According to Pitt's 1693 text debtors in seventeenth century Oxford resided in either the Castle gaol or the City gaol. The Castle gaol[1] records[2] for the seventeenth century are scant. There is evidence of a petition for relief from Oxford prisoners in 1687 which states that the prisoners are, “very poor and… forced to undergo great want and suffer great calamities.”[3] The use of the clog was not restricted to the Fleet (where it cost 100l to remove), it was also used in Oxford Castle gaol.[4]

[1] Neild, J, Account of Persons confined for Debt, in the various prisons of England and Wales, ... with their provisionary allowance during confinement; as reported to the Society for the discharge and relief of small Debtors. London, 1800, at page 439 provides an excellent physical exposition of the Castle gaol.

[2] Oxfordshire Record Office, Ref. CJ/V/14 – date Michaelmas 20 Chas. II (1670) – suit for recovery of £21 owed to Allen to James Carr, a debtor released from custody by Henderson before discharging the debt. See: Cordeaux, EH & Marry, DH. A Bibliography of printed works relating to Oxfordshire (excluding the University and City of Oxford).
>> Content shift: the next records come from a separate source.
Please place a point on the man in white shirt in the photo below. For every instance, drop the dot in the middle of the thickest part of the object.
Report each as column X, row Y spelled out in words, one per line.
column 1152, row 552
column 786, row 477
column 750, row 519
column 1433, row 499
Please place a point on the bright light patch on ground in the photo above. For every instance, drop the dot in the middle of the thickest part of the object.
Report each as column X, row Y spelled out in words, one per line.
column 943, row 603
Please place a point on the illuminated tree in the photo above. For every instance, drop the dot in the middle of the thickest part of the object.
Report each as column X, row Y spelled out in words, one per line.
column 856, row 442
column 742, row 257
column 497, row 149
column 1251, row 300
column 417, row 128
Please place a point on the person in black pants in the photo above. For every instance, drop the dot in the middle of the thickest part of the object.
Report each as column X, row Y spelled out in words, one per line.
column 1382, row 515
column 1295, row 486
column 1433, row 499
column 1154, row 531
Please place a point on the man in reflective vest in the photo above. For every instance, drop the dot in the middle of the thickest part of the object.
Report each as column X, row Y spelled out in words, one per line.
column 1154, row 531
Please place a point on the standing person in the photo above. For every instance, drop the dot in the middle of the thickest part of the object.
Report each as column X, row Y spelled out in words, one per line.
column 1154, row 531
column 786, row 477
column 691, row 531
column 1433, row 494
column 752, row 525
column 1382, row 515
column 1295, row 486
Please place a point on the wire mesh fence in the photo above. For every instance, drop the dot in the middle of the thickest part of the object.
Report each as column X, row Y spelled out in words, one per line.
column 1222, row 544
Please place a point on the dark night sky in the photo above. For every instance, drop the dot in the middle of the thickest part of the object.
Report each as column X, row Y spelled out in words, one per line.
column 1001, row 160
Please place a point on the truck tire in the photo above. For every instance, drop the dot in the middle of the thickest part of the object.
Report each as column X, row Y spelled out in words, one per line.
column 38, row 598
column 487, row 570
Oxford Historical Society, New Series, vol.XXVIII, supplementary volume. Clarendon Press, Oxford, MCMLXXXI, for prison books.

[3] Barrett, A & Harrison, C (Eds). Crime and Punishment in England – a sourcebook. UCL Press, 1999, page 133.

[4] Pitt, M. The Crye of the Oppressed being a true and tragical account of the unparrallel’d Sufferings of Multitudes of poor Imprisoned Debtors, in most of the Goa’s in England, under the Tyranny of the Goalers, and other Oppressors, lately discovered upon the occasion of this present Act of Grace For the Relief of poor Prisoners fr Debt, or Damages; some of them being not only Iron’d and lodg’d with Hogs, Felons , and Condemn’d Persons, but have had their bones broken; others poisoned and starved to death; others denied the common blessings of nature, as Water to drink, or straw to lodge on; others their Wives and Daughters attempted to by ravish’d; with other Barborous cruelties, not to be parallel’d in any History or Nation: All which is made out by undeniable evidence. Together with the case of the publisher. London, Printed for Moses Pitt and sold by Booksellers of London and Westminster, 1691, at preface. See Pitt’s clog woodcut (pictured to the right of this blog entry), and for a modern recreation of a clog see the Muir Hunter Museum of Bankruptcy exhibits.